La relación de la agricultura con cuidado el ambiente

La agricultura ha cambiado dramáticamente desde el final de la Segunda Guerra Mundial. La productividad de alimentos y fibra se ha disparado debido a las nuevas tecnologías, la mecanización, el mayor uso de productos químicos, la especialización y las políticas gubernamentales que favorecieron la maximización de la producción y la reducción de los precios de los alimentos. Estos cambios han permitido que menos agricultores produzcan más alimentos y fibra a precios más bajos, porque ha habido un consumo eficiente de energía.

Aunque estos desarrollos han tenido muchos efectos positivos y reducido muchos riesgos en la agricultura, también tienen costos significativos. Entre estos destacan el agotamiento de la capa superficial del suelo, la contaminación de las aguas subterráneas, la contaminación del aire, las emisiones de gases de efecto invernadero, la disminución de las granjas familiares, el abandono de las condiciones de vida y de trabajo de los trabajadores agrícolas, las nuevas amenazas a la salud y la seguridad humana debido a la propagación de nuevos agentes patógenos, económicos concentración en industrias agroalimentarias y desintegración de comunidades rurales.

Durante las últimas cuatro décadas ha surgido un movimiento creciente para cuestionar la necesidad de estos altos costos y ofrecer alternativas innovadoras.
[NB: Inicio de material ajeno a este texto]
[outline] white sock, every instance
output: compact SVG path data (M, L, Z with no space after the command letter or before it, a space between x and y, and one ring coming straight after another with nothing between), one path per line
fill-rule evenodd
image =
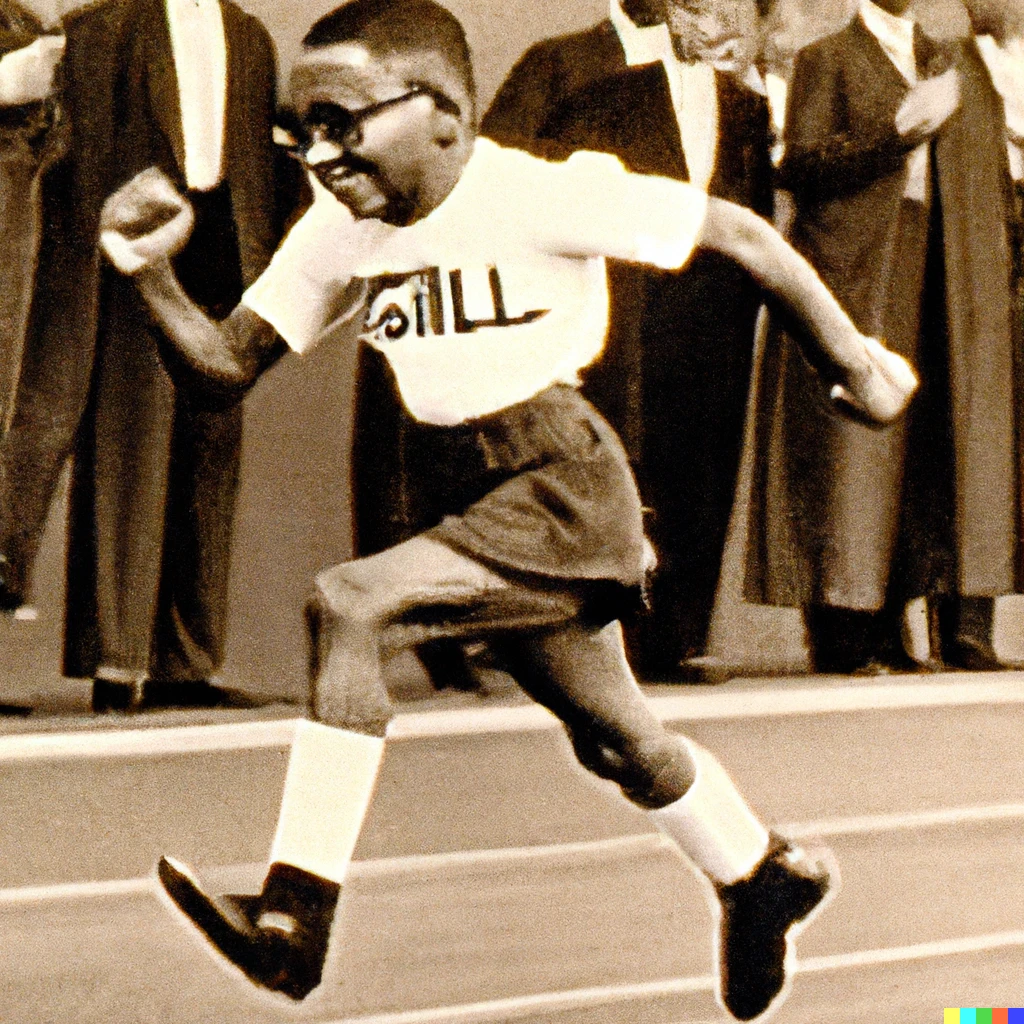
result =
M674 804L647 813L713 882L730 885L764 858L768 829L715 756L692 740L683 742L696 766L693 784Z
M341 885L383 756L381 737L299 722L270 862L301 867Z

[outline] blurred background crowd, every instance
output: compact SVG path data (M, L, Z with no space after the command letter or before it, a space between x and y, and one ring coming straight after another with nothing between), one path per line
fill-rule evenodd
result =
M0 602L96 712L237 700L225 680L299 693L312 573L423 525L417 428L373 353L339 337L273 388L217 393L97 252L103 200L157 164L197 211L179 278L212 315L233 307L303 203L272 128L330 6L0 2ZM658 555L629 626L642 677L743 671L712 634L744 441L733 574L799 615L808 668L1015 667L994 624L1024 574L1024 2L451 7L484 134L612 153L774 218L923 381L895 427L844 420L738 266L609 264L584 388L627 442ZM37 641L65 590L58 667ZM12 676L38 669L24 646L7 624ZM423 651L441 685L478 685L480 660Z

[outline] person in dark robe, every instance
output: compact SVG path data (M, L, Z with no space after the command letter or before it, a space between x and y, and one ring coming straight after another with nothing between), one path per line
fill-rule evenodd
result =
M864 0L797 60L780 184L792 241L923 385L904 423L840 423L782 336L761 382L749 596L804 609L819 671L997 669L994 598L1020 579L1005 119L974 40L940 45Z
M65 19L67 156L45 231L11 427L0 444L0 552L23 597L74 456L66 675L96 711L208 705L224 653L242 407L178 366L129 282L100 259L104 200L144 167L193 197L177 257L211 315L233 307L279 238L274 55L228 0L105 0Z
M675 0L612 0L605 20L526 51L481 132L547 155L611 153L633 170L696 180L770 216L769 113L752 60L767 7L753 0L706 6L701 22ZM699 655L735 488L760 292L714 254L699 255L682 274L612 265L609 282L608 346L585 393L626 440L659 559L652 611L631 630L631 655L648 676L720 678ZM419 455L415 425L369 350L358 387L356 550L369 554L421 525L408 483L408 460ZM473 684L451 644L420 654L435 680Z
M611 153L632 170L689 180L710 195L772 213L770 115L753 69L753 0L665 4L636 63L562 99L540 130L570 148ZM603 359L584 391L627 443L658 566L631 655L650 678L717 681L702 656L742 446L761 291L715 253L681 273L609 264L611 316Z
M65 138L53 86L62 53L61 34L13 0L0 3L0 436L10 422L36 275L40 179Z

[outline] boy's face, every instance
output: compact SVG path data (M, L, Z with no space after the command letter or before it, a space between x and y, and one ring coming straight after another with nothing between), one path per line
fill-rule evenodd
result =
M292 72L306 166L357 218L401 225L425 216L458 180L471 144L451 100L411 84L412 60L339 43L306 50Z
M663 0L665 22L680 60L742 70L758 47L755 0Z

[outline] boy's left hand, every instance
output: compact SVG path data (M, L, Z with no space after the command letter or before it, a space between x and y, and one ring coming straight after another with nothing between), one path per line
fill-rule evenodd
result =
M884 427L906 412L918 390L918 376L910 364L874 338L863 338L866 359L851 371L845 384L829 392L833 402L848 416Z
M136 274L179 253L194 219L190 204L171 179L150 167L103 204L99 243L122 273Z

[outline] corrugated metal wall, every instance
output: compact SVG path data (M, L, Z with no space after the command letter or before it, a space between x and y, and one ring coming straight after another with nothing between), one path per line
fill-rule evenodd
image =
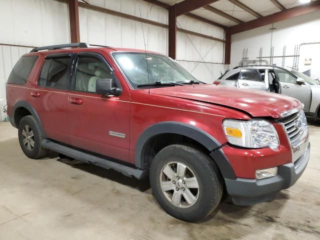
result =
M0 44L40 46L69 42L68 5L56 0L0 0ZM168 12L141 0L89 0L90 4L168 24ZM141 22L80 8L82 42L116 47L144 48ZM216 38L224 38L223 30L185 16L178 18L178 26ZM168 30L144 24L147 49L167 54ZM0 120L5 115L5 83L11 70L31 48L2 46L0 48ZM178 62L199 80L212 83L224 70L222 63L223 44L178 32ZM188 61L188 62L187 62ZM207 63L200 62L206 62ZM212 62L212 63L209 63Z

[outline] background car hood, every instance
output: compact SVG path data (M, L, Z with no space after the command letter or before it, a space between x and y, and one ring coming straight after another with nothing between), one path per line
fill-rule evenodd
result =
M298 100L280 94L214 84L160 88L150 89L150 92L236 108L254 117L279 118L282 112L301 105Z

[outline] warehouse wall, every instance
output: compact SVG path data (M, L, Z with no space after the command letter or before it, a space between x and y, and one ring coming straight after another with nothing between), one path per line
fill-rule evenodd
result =
M286 55L294 55L294 46L302 42L320 42L320 12L302 15L274 24L273 32L268 25L232 36L231 46L231 66L239 64L242 58L244 48L248 48L250 60L258 60L259 50L263 48L262 56L269 56L270 46L274 47L274 56L282 56L284 46L286 46ZM320 78L320 44L302 46L299 61L299 70L304 72L311 68L312 76ZM304 65L304 59L312 58L311 66ZM264 58L270 63L270 58ZM282 65L282 58L274 58L274 64ZM292 66L293 58L286 58L285 66Z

Hoy, este movimiento por la agricultura sostenible está obteniendo un apoyo y una aceptación cada vez mayores dentro de nuestros sistemas de producción de alimentos. La agricultura sostenible integra tres objetivos principales: salud ambiental, rentabilidad económica y equidad social. Una variedad de filosofías, políticas y prácticas han contribuido a estos objetivos, pero algunos temas y principios comunes se entrelazan con la mayoría de las definiciones de agricultura sostenible.

La sostenibilidad agrícola se basa en el principio de que debemos satisfacer las necesidades del presente sin comprometer la capacidad de las generaciones futuras para satisfacer sus propias necesidades. Por lo tanto, la administración a largo plazo de los recursos naturales y humanos es de igual importancia para el beneficio económico a corto plazo. La administración de los recursos humanos incluye la consideración de las responsabilidades sociales, tales como las condiciones laborales y de vida de los trabajadores, las necesidades de las comunidades rurales y la salud y seguridad del consumidor, tanto en el presente como en el futuro.

La administración de la tierra y los recursos naturales implica mantener o mejorar la calidad de estos recursos y utilizarlos de manera que permitan su regeneración para el futuro. Las consideraciones de administración también deben abordar las preocupaciones sobre el bienestar animal en las empresas agrícolas que incluyen el ganado. Una perspectiva de agroecosistemas y sistemas alimentarios es esencial para comprender la sostenibilidad. Los agroecosistemas se visualizan en el sentido más amplio, desde campos individuales hasta granjas y ecozonas.

Los sistemas alimentarios, que incluyen agroecosistemas más componentes de distribución y consumo de alimentos, abarcan de manera similar desde el agricultor hasta la comunidad local y la población mundial. El énfasis en una perspectiva de sistemas permite una visión integral de nuestras empresas de producción y distribución agrícola, y cómo afectan a las comunidades humanas y al medio ambiente natural. Por el contrario, un enfoque de sistemas también nos brinda las herramientas para evaluar el impacto de la sociedad humana y sus instituciones en la agricultura y su sostenibilidad ambiental.